Robert Mayer, one of the leading scholars of the kīla literature, shares the same view, writing that prior research had been plagued by "elementary misunderstandings" based on a lack of familiarity with crucial Indic primary sources.

Mayer says of Boord's work, "our understandings of the deity are quite similar" insofar as both do not doubt that "the phur-pa and the deity are Indic."

Tibetan tradition, which Boord credits as generally credible, holds that the entire corpus of Indian kīla lore was systematized by Padmasambhava, Vimalamitra, and the Nepali Śīlamañju, while on retreat together at Yang-le-shod (present-day Pharping, Nepal).

According to Boord, "it was precisely during this retreat that the many strands of kila lore were finally woven together into a coherent masterpiece of tantric Buddhism and thus it helps to illuminate the process by which tantric methods were being related to soteriology at this time.

Beautifully codified in terms of both theory and practice, this divine scheme of meditation and magic was subsequently transmitted to Tibet and became established there as one of the major modes of religious engagement.

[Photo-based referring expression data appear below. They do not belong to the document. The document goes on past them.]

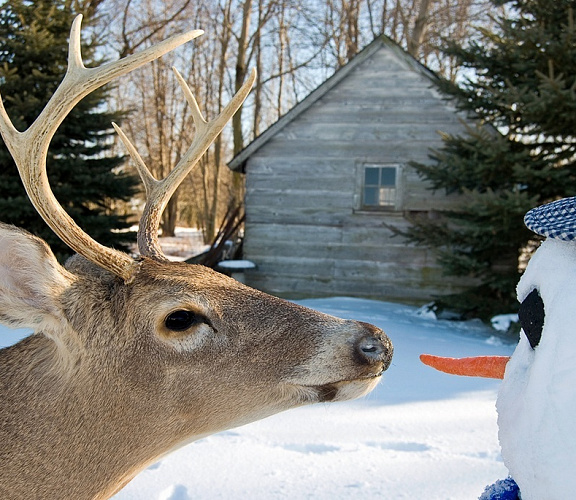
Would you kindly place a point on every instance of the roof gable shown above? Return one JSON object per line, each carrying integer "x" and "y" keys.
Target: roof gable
{"x": 238, "y": 162}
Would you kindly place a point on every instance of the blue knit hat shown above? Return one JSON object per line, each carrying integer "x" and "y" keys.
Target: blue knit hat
{"x": 556, "y": 220}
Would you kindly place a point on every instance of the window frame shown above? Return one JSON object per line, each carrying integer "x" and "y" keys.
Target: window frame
{"x": 361, "y": 186}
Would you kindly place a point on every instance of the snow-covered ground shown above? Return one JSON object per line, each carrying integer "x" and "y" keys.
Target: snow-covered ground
{"x": 420, "y": 434}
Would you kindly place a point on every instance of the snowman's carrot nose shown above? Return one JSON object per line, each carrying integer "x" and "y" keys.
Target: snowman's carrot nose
{"x": 479, "y": 366}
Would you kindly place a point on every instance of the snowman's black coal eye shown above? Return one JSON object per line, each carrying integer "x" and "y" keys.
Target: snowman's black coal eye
{"x": 181, "y": 320}
{"x": 531, "y": 316}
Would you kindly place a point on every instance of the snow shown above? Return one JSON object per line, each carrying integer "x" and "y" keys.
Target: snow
{"x": 419, "y": 434}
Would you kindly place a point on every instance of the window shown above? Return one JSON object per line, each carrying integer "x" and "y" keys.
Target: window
{"x": 379, "y": 189}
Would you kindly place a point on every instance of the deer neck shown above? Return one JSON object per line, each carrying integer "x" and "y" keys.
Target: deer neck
{"x": 83, "y": 437}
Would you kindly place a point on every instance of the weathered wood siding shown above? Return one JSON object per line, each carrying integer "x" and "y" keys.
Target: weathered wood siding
{"x": 304, "y": 228}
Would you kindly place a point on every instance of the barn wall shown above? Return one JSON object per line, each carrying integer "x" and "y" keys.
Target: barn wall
{"x": 304, "y": 229}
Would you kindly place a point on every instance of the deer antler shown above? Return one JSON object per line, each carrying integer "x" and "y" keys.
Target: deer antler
{"x": 29, "y": 148}
{"x": 159, "y": 192}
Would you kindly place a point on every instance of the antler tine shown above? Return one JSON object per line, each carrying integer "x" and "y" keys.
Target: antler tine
{"x": 159, "y": 192}
{"x": 29, "y": 148}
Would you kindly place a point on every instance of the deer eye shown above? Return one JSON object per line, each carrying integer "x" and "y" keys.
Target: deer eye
{"x": 531, "y": 317}
{"x": 181, "y": 320}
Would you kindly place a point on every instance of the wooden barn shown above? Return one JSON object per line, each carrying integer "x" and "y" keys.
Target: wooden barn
{"x": 328, "y": 179}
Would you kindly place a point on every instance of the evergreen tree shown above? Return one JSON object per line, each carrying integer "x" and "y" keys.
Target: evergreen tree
{"x": 81, "y": 169}
{"x": 522, "y": 154}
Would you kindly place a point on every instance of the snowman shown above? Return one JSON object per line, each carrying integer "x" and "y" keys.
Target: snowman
{"x": 537, "y": 399}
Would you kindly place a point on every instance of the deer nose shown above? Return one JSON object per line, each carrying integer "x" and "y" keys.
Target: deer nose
{"x": 374, "y": 347}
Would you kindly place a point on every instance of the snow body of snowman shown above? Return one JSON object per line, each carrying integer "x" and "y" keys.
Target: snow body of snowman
{"x": 537, "y": 400}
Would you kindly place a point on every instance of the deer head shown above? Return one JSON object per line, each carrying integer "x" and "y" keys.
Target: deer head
{"x": 132, "y": 358}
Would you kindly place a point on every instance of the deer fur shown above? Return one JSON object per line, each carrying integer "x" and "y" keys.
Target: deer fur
{"x": 112, "y": 378}
{"x": 102, "y": 389}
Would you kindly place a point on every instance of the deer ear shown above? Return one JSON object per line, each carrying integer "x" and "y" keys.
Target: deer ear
{"x": 31, "y": 281}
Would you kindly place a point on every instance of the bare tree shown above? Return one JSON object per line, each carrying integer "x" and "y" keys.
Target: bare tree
{"x": 294, "y": 44}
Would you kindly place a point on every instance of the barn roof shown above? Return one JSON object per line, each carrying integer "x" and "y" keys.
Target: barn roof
{"x": 238, "y": 163}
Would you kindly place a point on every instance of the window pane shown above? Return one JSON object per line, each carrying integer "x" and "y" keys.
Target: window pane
{"x": 371, "y": 176}
{"x": 388, "y": 176}
{"x": 371, "y": 196}
{"x": 387, "y": 197}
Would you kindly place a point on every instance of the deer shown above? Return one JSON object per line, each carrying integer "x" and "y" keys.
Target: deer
{"x": 133, "y": 357}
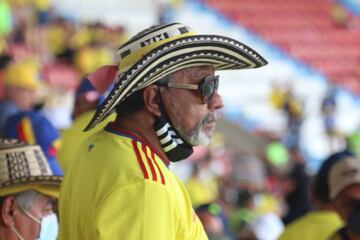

So much so, in fact, that many previous writers on Tibet have actually assumed the kila cult to be of Tibetan origin."

Renowned Tibetologist and Buddhologist Herbert Guenther concurred in a review of Boord's work, concluding that his "careful research of all available texts relevant to the study of this figure" was "much needed and long overdue" in correcting longstanding "misrepresentation of historical facts."


Beer (1999: p. 246) conveys the entwined relationship of Vajrakilaya with Samye, the propagation of Secret Mantra in Tibet, and the importance of the sadhana to both Padmasambhava's enlightenment, and his twenty-five 'heart disciples', who are of the mindstreams of the principal terton (according to Nyingma tradition):


In the biography of Padmasambhava it is recorded that he travelled to the northern land of Kashakamala, where the cult of the kīla prevailed.

Later, whilst meditating on the deity Yangdak Heruka (Skt. Vishuddha Heruka) in the 'Asura Cave' at Parping in the Kathmandu valley, he experienced many obstructions from the maras, and in order to subjugate them he request the Kīla Vitotama Tantras to be brought from India.

Having established the first Tibetan monastery at Samye, the first transmission that Padmasambhava gave to his twenty-five 'heart disciples', in order to eliminate the hindrances to the propagation of the buddhadharma in Tibet, were the teachings of the Vajrakilaya Tantra.

From its early Nyingma origins the practice of Vajrakilaya as a yidam deity with the power to cut through any obstructions was absorbed into all schools of Tibetan Buddhism.


There are a number of terma teachings founded on Vajrakilaya. For instance, there are treasure teachings from Jigme Lingpa, Ratna Lingpa and Nyang-rel Nyima Ozer.